This vignette shows annotation of the first BM dataset from the Conos tutorial
library(CellAnnotatoR)
library(pagoda2)
library(dplyr)
library(ggplot2)
library(pbapply)
library(magrittr)
theme_set(theme_bw())
Let’s load and pre-process data:
cm <- system.file("extdata", "panel.rds", package="conos") %>% readRDS() %>% .[[1]]
p2 <- basicP2proc(cm, n.cores=4, min.cells.per.gene=0, n.odgenes=2e3,
get.largevis=FALSE, make.geneknn=FALSE, get.tsne=T)
#> 3000 cells, 33694 genes; normalizing ... using plain model winsorizing ... log scale ... done.
#> calculating variance fit ... using gam 171 overdispersed genes ... 171persisting ... done.
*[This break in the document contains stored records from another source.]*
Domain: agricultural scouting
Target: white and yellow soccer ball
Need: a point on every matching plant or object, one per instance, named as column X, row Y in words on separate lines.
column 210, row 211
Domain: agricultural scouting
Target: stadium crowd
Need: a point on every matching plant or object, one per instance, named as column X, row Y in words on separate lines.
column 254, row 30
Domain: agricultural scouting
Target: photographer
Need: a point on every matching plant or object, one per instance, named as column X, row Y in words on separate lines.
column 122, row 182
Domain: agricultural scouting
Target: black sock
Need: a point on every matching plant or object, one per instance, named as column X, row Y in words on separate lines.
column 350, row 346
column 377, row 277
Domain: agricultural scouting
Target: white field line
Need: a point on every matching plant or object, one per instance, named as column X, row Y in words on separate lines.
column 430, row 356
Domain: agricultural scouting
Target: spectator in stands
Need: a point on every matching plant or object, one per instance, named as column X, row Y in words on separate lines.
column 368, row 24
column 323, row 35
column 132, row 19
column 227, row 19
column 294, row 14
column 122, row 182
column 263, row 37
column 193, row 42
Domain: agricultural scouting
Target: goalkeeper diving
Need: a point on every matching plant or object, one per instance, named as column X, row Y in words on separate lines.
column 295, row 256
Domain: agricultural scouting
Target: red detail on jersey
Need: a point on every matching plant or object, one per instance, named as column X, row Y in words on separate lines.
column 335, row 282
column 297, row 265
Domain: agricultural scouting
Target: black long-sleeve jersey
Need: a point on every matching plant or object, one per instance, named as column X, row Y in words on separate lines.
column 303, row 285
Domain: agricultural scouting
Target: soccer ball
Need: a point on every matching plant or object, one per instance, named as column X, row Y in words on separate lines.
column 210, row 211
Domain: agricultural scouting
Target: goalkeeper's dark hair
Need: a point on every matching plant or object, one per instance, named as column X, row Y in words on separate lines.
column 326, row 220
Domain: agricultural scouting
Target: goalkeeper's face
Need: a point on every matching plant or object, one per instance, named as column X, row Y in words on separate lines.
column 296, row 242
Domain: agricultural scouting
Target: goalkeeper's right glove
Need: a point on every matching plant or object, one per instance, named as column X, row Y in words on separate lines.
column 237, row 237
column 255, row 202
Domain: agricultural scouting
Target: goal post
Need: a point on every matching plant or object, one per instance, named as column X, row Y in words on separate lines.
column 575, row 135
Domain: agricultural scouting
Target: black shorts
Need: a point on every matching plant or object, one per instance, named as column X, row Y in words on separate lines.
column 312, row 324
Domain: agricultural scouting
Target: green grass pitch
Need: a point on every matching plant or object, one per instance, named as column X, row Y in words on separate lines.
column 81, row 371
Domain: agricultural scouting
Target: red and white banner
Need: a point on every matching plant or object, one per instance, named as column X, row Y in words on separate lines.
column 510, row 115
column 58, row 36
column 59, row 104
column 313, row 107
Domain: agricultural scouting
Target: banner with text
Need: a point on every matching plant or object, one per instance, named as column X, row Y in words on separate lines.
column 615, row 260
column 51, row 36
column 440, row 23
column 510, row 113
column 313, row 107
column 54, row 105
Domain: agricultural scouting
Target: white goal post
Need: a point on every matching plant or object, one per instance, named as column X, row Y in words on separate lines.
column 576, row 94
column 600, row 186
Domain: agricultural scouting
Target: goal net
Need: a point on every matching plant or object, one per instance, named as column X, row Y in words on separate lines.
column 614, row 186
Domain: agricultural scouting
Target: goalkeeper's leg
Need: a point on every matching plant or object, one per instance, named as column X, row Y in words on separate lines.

#> running PCA using 2000 OD genes .... done
#> running tSNE using 4 cores:
p2$getKnnClusters(type="PCA", method=conos::leiden.community, n.iterations=10,
resolution=6, name="leiden")
Here we use such large resulution because it will be used for the annotation refinement: for high-resolution annotation, clustering resolution must be high as well.
clusters <- p2$clusters$PCA$leiden
conos::embeddingPlot(p2$embeddings$PCA$tSNE, groups=clusters, shuffle.colors=T)
Prepare data for annotation:
marker_path <- system.file("extdata", "bm_cb.md", package = "CellAnnotatoR")
clf_data <- getClassificationData(cm, marker_path)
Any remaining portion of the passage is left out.